I happened upon this paper by Ramanujan in which he gives an approximation for the side length of a square with area nearly equal to that of a given circle. I don't have much experience with constructions of this variety, really only that which most American students do, that being a course in high school geometry. How exactly does one know they've achieved a valid construction? For instance, how did Ramanujan verify this side length is good approximation, was it simply empirical measurement with a ruler? Also, where does one get the intuition for geometric construction? Apart from reading a classic like Euclid's Elements, and a few other famous constructions like that of the lune to build a repertoire of techniques, is it really just trying some constructions and then measuring to see how close you got to the result?
1 Answer
You have asked several questions.
First
How exactly does one know they've achieved a valid construction?
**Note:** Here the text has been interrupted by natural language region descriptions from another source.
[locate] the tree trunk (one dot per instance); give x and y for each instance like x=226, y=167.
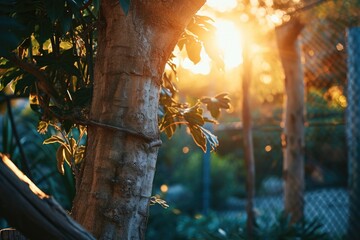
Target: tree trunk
x=31, y=211
x=353, y=131
x=248, y=141
x=293, y=138
x=116, y=180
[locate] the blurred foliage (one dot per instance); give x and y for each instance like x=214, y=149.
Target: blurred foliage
x=180, y=166
x=175, y=226
x=41, y=158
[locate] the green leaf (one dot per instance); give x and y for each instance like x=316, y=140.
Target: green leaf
x=216, y=103
x=193, y=49
x=198, y=136
x=54, y=139
x=125, y=5
x=211, y=138
x=54, y=9
x=60, y=159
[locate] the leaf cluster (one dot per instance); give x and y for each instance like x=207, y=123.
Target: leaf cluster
x=50, y=59
x=70, y=150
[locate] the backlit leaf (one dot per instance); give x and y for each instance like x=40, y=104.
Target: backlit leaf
x=198, y=136
x=54, y=139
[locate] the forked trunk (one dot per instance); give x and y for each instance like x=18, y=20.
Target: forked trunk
x=116, y=181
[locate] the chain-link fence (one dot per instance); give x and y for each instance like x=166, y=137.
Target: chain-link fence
x=332, y=109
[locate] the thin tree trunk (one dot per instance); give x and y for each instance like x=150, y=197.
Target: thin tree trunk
x=248, y=141
x=116, y=181
x=293, y=138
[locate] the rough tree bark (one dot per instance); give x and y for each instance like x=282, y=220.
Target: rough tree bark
x=114, y=191
x=293, y=138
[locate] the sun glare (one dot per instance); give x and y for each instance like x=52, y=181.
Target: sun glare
x=230, y=43
x=203, y=67
x=222, y=5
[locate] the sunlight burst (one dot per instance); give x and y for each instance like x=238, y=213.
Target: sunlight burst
x=223, y=5
x=230, y=43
You do that by writing a proof using Euclid's axioms and previously proved propositions.
For example, Proposition 10 of Book 1 is a construction that bisects a given segment, with a proof that it's correct: https://mathcs.clarku.edu/~djoyce/elements/bookI/propI10.html
For this one
For instance, how did Ramanujan verify this side length is good approximation, was it simply empirical measurement with a ruler?
Well, with a ruler, surely not. This construction finds an approximation. To see why it's a good one you would have to read it carefully. My guess is that it's a Euclidean construction based on a few terms of a series that converges quickly.
(Since $\pi$ is not constructible with Euclidean tools an exact construction is impossible.)
Finally
Also, where does one get the intuition for geometric construction?
With practice. Study how to bisect angles, erect perpendiculars, divide segments in given rational proportions, find square roots and mean proportionals (all these are in Euclid). Then you can use those tools to build what you are asked for.